South Australia had cut its forecast for total grain production this harvest by 21 per cent, helping push global wheat prices to a record, reported The Age (7/9/2007, p. B3).

Wheat prices double: The state might produce 5.5 million tonnes of all grains this harvest, down from an estimate of 6.98 million tonnes last month, Rural Solutions SA said in its latest crop report. Wheat prices had more than doubled in the past year as global demand outpaced supply and stockpiles shrank.

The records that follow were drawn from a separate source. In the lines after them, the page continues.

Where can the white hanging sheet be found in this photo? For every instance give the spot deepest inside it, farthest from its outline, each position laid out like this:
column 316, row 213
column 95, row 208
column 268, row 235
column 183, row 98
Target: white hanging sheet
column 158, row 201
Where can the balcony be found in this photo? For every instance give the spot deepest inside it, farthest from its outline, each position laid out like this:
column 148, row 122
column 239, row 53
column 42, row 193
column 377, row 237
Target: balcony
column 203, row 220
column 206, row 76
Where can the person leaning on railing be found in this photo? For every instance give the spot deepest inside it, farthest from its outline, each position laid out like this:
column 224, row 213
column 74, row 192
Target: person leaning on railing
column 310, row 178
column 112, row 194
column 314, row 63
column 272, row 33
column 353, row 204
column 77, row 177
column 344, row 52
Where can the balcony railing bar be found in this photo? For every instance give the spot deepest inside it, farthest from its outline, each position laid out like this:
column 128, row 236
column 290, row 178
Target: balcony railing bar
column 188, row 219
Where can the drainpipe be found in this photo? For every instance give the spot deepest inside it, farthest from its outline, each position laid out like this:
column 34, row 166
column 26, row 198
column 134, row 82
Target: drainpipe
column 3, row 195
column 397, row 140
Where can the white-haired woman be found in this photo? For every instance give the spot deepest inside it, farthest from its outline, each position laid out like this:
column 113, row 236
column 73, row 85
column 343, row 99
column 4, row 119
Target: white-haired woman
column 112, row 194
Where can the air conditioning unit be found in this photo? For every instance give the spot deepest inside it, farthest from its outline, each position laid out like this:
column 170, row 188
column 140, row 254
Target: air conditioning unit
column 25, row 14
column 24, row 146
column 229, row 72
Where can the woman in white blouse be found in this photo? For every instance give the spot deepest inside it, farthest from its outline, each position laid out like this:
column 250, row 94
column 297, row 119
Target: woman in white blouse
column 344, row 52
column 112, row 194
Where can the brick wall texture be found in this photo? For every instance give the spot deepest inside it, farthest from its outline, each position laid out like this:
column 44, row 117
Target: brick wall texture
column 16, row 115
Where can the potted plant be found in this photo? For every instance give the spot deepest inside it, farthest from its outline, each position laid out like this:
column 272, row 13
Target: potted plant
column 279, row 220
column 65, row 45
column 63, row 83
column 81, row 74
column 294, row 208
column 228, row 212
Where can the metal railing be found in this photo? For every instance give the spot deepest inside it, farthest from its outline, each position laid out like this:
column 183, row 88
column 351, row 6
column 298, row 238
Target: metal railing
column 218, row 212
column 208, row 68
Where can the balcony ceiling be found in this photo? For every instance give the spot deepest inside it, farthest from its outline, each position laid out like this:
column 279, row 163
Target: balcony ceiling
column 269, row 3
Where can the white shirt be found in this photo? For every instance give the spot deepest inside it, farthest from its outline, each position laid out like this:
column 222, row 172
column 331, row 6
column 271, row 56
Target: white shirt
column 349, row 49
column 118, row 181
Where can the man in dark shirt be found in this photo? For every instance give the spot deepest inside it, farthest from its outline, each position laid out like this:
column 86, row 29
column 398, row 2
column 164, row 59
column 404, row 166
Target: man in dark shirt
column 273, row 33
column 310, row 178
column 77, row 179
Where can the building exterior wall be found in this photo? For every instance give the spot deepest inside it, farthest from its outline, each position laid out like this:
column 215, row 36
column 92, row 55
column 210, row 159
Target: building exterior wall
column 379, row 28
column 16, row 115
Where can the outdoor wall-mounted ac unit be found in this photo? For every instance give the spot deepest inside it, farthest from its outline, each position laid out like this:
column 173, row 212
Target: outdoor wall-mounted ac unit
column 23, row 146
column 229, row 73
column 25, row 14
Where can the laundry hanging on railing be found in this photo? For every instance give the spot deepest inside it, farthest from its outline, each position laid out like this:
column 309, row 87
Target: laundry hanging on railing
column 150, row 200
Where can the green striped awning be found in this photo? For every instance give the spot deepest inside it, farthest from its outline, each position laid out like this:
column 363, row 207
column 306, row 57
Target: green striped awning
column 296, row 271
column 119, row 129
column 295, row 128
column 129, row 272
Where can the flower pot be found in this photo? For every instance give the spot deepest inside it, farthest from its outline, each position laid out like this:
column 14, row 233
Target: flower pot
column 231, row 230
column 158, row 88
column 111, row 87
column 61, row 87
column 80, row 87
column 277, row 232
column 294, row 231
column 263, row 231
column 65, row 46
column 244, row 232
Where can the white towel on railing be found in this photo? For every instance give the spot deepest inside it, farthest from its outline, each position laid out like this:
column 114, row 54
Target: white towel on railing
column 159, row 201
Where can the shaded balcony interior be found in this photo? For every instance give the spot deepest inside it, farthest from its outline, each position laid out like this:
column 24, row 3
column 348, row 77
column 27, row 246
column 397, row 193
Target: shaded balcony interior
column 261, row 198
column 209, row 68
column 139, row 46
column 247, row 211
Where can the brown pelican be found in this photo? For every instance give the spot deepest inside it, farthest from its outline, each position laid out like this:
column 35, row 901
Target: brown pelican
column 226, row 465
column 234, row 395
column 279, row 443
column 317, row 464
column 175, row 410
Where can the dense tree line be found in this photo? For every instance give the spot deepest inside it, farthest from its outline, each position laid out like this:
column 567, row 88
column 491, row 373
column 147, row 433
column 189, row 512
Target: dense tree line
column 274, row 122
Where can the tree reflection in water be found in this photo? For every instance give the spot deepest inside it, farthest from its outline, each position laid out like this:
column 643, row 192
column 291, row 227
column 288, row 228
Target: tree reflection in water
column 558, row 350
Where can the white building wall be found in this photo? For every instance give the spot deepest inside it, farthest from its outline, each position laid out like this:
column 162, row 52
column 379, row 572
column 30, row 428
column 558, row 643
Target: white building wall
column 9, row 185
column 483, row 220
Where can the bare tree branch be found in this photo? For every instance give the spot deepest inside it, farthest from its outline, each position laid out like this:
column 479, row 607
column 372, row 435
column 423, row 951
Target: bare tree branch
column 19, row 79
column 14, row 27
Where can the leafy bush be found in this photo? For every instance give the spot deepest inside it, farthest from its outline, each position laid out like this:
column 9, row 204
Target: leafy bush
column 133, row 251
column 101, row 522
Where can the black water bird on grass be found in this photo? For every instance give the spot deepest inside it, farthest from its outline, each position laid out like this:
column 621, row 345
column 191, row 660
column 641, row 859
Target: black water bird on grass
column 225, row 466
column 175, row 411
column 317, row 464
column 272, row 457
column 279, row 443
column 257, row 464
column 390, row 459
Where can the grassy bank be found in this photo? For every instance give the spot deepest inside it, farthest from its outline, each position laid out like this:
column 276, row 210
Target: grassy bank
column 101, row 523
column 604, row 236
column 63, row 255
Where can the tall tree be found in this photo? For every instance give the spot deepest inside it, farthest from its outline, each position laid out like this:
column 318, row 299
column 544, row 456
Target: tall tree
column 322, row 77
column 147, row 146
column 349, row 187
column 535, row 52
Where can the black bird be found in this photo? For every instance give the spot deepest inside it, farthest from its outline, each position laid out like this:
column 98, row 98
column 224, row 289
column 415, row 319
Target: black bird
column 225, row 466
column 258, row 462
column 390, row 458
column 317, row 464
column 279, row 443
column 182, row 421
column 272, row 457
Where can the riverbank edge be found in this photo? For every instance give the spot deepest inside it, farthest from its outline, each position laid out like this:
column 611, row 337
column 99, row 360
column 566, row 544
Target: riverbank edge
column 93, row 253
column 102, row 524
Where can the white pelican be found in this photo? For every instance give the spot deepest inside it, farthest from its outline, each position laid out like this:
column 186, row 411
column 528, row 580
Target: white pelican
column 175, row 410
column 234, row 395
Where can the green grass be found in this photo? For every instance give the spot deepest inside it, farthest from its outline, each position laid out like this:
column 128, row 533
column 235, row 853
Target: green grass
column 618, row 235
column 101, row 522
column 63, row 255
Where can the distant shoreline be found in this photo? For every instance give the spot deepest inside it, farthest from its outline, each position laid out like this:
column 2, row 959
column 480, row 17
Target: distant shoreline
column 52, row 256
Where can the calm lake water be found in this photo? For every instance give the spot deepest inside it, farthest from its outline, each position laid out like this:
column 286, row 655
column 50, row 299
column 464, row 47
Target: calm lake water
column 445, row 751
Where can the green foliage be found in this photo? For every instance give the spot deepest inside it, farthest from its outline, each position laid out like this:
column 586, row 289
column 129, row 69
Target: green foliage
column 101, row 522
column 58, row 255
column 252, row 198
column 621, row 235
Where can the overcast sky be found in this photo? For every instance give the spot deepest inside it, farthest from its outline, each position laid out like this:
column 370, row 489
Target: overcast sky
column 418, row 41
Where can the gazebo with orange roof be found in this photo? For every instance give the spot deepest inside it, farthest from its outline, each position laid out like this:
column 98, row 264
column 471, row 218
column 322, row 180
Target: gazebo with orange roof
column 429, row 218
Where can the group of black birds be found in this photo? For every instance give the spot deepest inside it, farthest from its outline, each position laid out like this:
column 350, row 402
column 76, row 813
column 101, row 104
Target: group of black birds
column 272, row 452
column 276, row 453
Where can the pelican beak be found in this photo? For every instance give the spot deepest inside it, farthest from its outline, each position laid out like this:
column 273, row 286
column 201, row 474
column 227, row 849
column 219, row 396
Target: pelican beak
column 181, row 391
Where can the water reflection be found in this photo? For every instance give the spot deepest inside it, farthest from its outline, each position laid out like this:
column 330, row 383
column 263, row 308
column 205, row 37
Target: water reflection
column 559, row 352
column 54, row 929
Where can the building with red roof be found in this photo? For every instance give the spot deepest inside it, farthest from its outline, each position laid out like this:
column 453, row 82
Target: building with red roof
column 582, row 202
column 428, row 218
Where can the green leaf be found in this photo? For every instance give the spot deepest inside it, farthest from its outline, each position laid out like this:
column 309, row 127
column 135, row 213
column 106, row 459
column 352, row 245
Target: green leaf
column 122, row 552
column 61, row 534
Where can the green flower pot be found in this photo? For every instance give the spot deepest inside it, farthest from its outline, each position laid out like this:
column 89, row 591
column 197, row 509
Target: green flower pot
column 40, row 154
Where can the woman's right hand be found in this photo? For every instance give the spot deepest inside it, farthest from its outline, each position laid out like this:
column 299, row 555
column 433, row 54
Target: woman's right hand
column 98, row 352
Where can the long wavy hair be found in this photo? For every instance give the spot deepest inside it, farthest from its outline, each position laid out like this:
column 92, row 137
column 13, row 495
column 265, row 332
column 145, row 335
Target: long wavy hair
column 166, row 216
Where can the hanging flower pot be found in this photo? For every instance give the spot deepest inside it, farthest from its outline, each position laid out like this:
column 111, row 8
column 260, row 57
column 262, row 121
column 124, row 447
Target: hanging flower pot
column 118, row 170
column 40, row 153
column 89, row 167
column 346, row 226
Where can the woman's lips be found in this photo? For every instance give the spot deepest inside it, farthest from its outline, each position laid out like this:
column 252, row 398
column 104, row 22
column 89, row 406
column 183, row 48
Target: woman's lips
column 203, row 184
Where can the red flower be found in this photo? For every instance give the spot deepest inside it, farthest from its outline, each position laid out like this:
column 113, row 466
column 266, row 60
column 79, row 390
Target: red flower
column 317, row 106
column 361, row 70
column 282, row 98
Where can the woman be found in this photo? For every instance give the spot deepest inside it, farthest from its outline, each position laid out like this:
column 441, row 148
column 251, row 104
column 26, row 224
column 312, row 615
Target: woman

Crops dying: Two months of below-average rain and warmer than average weather have prompted reductions to forecasts. "Significant rainfall is needed immediately to stabilise crop yield potential at current levels," Rural Solutions SA said in the report on its website. "In the driest areas on Eyre Peninsula and the upper north, crops are dying off and will not recover, while other crops have been grazed or cut for hay if they have sufficient bulk."

Production down more than a fifth: Wheat futures for December delivery rose to a record $US8.49 a bushel on the Chicago Board of Trade on 6 September. South Australia might produce 2.58 million tonnes of wheat, down 24 per cent from the previous forecast, the agency said. Output of barley might be 1.9 million tonnes, 21 per cent lower than the estimate of 2.4 million tonnes a month ear­lier. South Australia was the country’s largest barley growing state.